Five for Friday.

Oof. Wow, what a night. It wasn’t even that bad it’s just…a school night. A school night when the ladies of Casa de Katie were left on their own, and one minute I swear we were ready for bed at barely 8 o’clock…the next, there was wine and sugar and YouTube happened and then Cyndi Lauper and Taylor Swift and INSTANT DANCE PARTY! See what happens when we’re left to our own devices? Chaos!

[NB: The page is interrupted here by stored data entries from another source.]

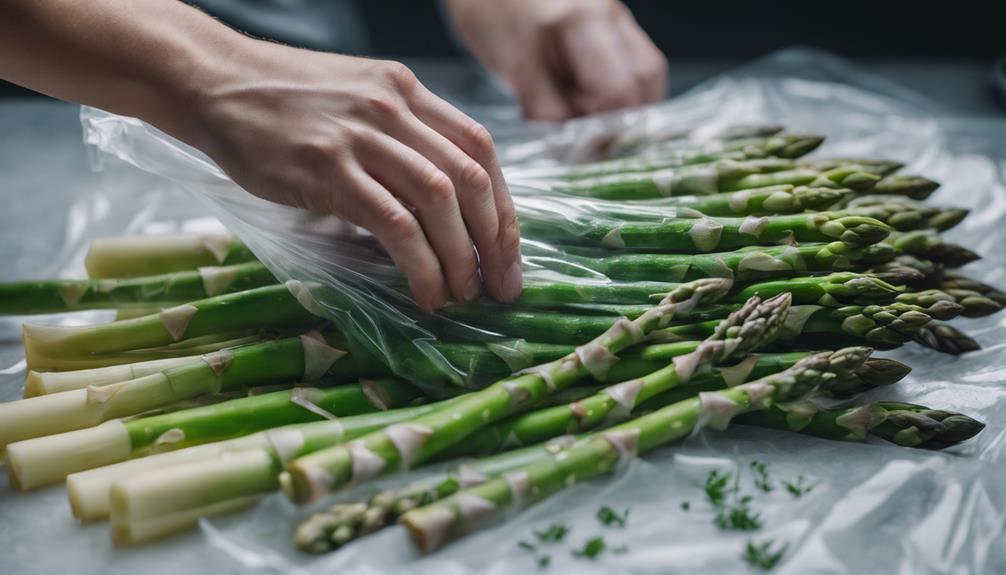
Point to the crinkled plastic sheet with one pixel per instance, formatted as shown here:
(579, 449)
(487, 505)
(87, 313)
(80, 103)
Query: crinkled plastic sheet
(873, 508)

But that’s not what I wanted to talk to you about today. I’ve been on this amazing book kick lately, and I wanted to share some quick reviews. Let’s go:

  1. It started with The Strange and Beautiful Sorrows of Ava Lavender, by Leslye Walton. (Candlewick Press, 2014, 301 pages. Library ebook, although I’ve picked up the paperback and put it down a hundred times.) It’s the generational story of Ava’s family after they immigrated, and how unlucky in love they’ve been. The writing is gorgeous, the characters unique, and the overall effect so haunting. Think Middlesex meets Night Circus. If you don’t like magical realism – even in light doses – this isn’t for you. But, oh, if it’s your cuppa, you definitely want to make room for this. 4 of 5 stars.
  2. My Sunshine Away, by M.O. Walsh. (Amy Einhorn Books, 2015, 306 pages. Library ebook.) I wouldn’t quite tag this as YA fiction, because it read very grown-uppish for me, but I know some reviewers have it pigeon-holed that way. Sunshine tells the story of the 15-year-old narrator as he looks back at what was both a picture-perfect and utterly miserable adolescence. He professes to have grown up in an idyllic neighborhood, although as he unravels what actually happened the summer his high school crush was raped, we learn that his father was a philanderer who left his mother, his neighborhood housed bullies (children and grown-ups), foster families abused their children, and husbands beat their wives. It’s a skilled balance between keeping the story moving while untangling the narrator’s understanding that his childhood didn’t have to be one or the other – it could be complicated and layered. I wish the author had done more with the idea of class that peeked in just at the end, but I absolutely loved what was there. It reminded me of Lovely Bones meets some of Stephen King’s early stories about growing up (a la The Body). 4 of 5 stars.
  3. The Last Flight of Poxl West, by Daniel Torday. (St. Martin’s Press, 2015, 304 pages. Library ebook.) You guys know I have a thing for World War stories – fiction, non-fiction, maps, movies, I want it all. Poxl is the story of a young boy who idolizes his Uncle Poxl, who grew up in Prague before becoming a medic during the blitz of London, and then flew bombers for the Royal Air Force. It was a moving coming of age story, in which Elijah learns that not all is ever as it seems in the world of grown-ups, and why, when you really love someone, not all is ever lost. It’s a great story, but you can get all the same themes somewhere else if you don’t enjoy stories of growing up in Europe or WWII. 4 of 5 stars.
  4. We Have Always Lived in the Castle, by Shirley Jackson. (Penguin, 1962, 146 pages. Paperback.) Can you believe I’d never read this one? I adore Shirley Jackson – she’s the queen of not being able to sleep because you’re scared to death, if you ask me. She knows just how to take innocent words, phrases of every day conversation, throw in a creepy childish chant, and then BOOM! Psychological thrills and pitfalls galore. I kept waiting for the story to turn out a bit different, but I still loved all the places it took me. (No spoilers from this girl.) I was afraid I had hyped the story too much in my mind, but I shouldn’t have worried – Jackson always delivers. A solid hour’s read. 4 of 5 stars.
  5. The Walls Around Us, by Nova Ren Suma. (Algonquin Young Readers, 2015, 336 pages. Library ebook.) This was most definitely a Young Adult novel, but it read well. Yes, sometimes the writing was trite and forced and definitely sounded geared towards a Young Adult attention span, but the story made up for it. Two young ballet prodigies are bullied by the other dancers. One of them ends up in jail. The story plays out as we read about the time after that girl was in prison, upstate, and what her life was like before when she was hanging out with her bestie. Oh, also: there was a bunch of trippy, creepy, ways time and space were messed with. In a good way. I was dying to figure out how the story was resolved and read the ending at breakneck speed. 3 1/2 of 5 stars. Definitely worth borrowing.

Now what’s sad – or insanely awesome? – that’s not even the entirety of my list! But it’s a good five books to get you started. Enjoy your weekend, everyone!